If drivers are not focused on the road, the system displays visual prompts on the instrument cluster, altering the driver to return their attention to the road or resume control of the vehicle.
"Introducing Active Drive Assist with a driver-facing camera makes perfect sense because the vehicle helps relieve the stress and burden of driving but still leaves you fully in control," said Thai-Tang. "And if you lose focus on the road ahead, Active Drive Assist will automatically warn and potentially slow the vehicle down until you're ready to focus back up."
The hands-free "Active Drive Assist" will debut on select 2021 Ford models, including the upcoming Mach-E fully-electric SUV, as long as customers purchase the optional "Active 2.0 Prep Package" which adds cameras and radar to the vehicle.
Ford vehicles equipped with the Active 2.0 Prep Package allows customers the opportunity to add the Active Driver Assist feature via an OTA update, since all of the required hardware will be pre-installed in the vehicle.
Ford did not disclose what the semi-autonomous option will cost.
Ford said its engineers and test drivers have thoroughly tested the new safety features, accumulating more than 650,000 miles of tests to ensure that the radar and camera-based features work in as many real-world scenarios as possible.
Ford's Co-Pilot360 is an advanced suite of driver-assist and safety features available in 2019 and later models sold in North America. The technologies include automatic emergency braking (AEB) with pedestrian detection, blind spot information system, lane keeping system, a rear backup camera and auto high beam lighting.
Customers can also add more premium driver-assist technologies as add-ons, including adaptive cruise control, which matches the flow of stop and go traffic, lane keep assist, as well as evasive steering assist, which helps a driver make emergency steering maneuvers more safely.

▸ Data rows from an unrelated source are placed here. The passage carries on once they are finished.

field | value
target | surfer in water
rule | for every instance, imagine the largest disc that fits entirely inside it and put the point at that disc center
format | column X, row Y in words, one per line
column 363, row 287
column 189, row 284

Ford's Lane keep assist notifies drivers with steering wheel vibrations when the system detects the vehicle drifting outside of the lane towards the lane markers and provides gentle steering torque to guide the vehicle back toward the center portion of the lane.
In 2019, Ford added reverse brake assist to its Co-Pilot360, to further assist drivers while in reverse, by automatically applying the brakes if an object is detected behind the vehicle.
Ford is investing $500 million the next five years to develop new driver-assist and safety technologies, with a focus on simplifying the technologies so they work as people expect. The goal is to make people more comfortable with autonomous vehicles.
"Many people question the idea of autonomous vehicles," said Jim Farley, Ford president, Global Markets.
"Those who use advanced driver-assist technologies today say they are more open to cars doing all of the driving in the future."